Reducing that number is the goal of a Medicaid family-planning waiver that will go into effect October 1.
All women and men ages 19 to 55 with incomes at or below 185 percent of the federal poverty level, or $1,979 a month for a family of two, will be eligible to receive free family-planning services through this program.
This waiver is the result of a partnership that includes nonprofits, local health departments and private providers that work to improve children’s health, the medical community and government, which manages the Medicaid program.
The General Assembly saw the worth of this proposal, approving it in its 2000 session. Other states, including several of our neighbors, already have such programs.
The idea behind this waiver is that if a low-income woman is able to get family-planning services, fewer pregnant woman and their children will need Medicaid services.
Planning for a birth will also result in healthier outcomes.
For instance, a woman who intends to get pregnant can make sure she is getting adequate folic acid to prevent spinal cord defects.
The number of premature and low-birth-weight babies will be reduced. And moms who space their births more carefully will also be healthier.
This program is a win-win for all involved. The ultimate result will be healthier North Carolina families.

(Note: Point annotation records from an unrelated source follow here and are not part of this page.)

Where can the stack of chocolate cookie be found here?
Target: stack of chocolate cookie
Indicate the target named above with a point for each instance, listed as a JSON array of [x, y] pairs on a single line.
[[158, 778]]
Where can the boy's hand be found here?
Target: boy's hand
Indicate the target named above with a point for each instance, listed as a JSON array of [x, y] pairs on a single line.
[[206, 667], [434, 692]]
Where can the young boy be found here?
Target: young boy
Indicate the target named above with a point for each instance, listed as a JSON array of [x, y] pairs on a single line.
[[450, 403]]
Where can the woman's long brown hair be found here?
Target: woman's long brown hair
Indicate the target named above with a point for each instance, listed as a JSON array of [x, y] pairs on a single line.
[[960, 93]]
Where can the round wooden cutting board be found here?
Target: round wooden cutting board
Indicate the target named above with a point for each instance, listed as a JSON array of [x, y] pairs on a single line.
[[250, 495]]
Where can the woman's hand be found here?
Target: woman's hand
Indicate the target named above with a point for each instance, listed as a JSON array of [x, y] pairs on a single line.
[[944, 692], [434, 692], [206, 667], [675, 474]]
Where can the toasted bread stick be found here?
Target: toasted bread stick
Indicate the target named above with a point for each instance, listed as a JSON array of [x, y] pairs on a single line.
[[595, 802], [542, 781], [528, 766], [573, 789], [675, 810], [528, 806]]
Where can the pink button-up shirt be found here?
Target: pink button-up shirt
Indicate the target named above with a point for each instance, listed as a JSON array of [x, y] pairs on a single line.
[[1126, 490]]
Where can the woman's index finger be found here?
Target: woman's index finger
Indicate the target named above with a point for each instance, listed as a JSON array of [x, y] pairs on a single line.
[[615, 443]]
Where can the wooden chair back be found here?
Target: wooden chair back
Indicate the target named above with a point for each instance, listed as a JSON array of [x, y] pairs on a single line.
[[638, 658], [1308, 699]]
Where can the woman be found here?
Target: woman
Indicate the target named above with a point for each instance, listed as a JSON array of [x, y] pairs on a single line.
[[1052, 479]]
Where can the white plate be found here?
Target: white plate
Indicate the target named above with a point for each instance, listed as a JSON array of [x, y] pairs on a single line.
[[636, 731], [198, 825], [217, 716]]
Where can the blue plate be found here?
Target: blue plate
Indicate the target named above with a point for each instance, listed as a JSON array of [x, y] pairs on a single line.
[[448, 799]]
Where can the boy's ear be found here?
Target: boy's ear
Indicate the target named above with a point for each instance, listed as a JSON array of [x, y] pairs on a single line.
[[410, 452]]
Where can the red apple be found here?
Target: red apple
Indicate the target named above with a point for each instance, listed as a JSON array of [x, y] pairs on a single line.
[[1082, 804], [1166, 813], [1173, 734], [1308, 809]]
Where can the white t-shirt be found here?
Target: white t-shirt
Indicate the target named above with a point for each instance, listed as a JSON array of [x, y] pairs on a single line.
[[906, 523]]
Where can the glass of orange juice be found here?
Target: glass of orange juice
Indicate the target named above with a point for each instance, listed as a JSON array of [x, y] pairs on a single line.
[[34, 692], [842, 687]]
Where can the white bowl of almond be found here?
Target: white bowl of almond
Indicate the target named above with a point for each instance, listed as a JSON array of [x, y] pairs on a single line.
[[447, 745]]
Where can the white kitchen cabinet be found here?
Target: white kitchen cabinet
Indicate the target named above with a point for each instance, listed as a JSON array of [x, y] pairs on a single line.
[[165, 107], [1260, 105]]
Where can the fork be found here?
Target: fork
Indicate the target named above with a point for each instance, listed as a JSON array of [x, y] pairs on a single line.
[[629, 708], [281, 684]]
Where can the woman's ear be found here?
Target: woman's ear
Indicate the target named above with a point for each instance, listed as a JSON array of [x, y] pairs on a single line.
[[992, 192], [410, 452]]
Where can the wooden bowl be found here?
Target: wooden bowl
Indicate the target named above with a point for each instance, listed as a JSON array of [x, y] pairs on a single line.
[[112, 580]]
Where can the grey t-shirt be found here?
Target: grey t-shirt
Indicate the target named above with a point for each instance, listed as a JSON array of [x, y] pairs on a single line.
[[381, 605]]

The waiver builds on other efforts that we have undertaken to improve the health of low-income North Carolinians.
For instance, the Baby Love program has helped to dramatically reduce infant mortality among Medicaid recipients from 14.9 per 1,000 live births in 1987 to 8.6 in 2000.
A number of family planning services will be covered under the waiver, including:
- Family-planning initial or annual examinations
- Family-planning counseling
- All FDA-approved and Medicaid-covered methods of birth control
- Tubal ligations and vasectomies
- Lab tests in conjunction with family planning visits, including STD/HIV screening tests, pregnancy tests and Pap tests
- Antibiotics for STDS detected during a family planning initial or annual examination
- Referral to a primary care physician or clinic.
Highest priority for these services will go to post-partum women, especially those who have already experienced a problem delivery like an underweight baby.
Four thousand women and men will receive services during the first year. By year five, 20,000 North Carolinians will be served annually.
This waiver is going to do a whole lot of good in North Carolina and it is budget neutral: It won’t cost more tax dollars.
Evaluation of South Carolina’s program, which began in 1993, shows that savings from averted births exceeded the cost of expanded family planning.
Every state that has adopted this approach has had the same budget-neutral results.
This waiver is yet another example of how much better prevention efforts are for both the person and the bottom line.
Carmen Hooker Odom is secretary of the N.C. Department of Health and Human Services.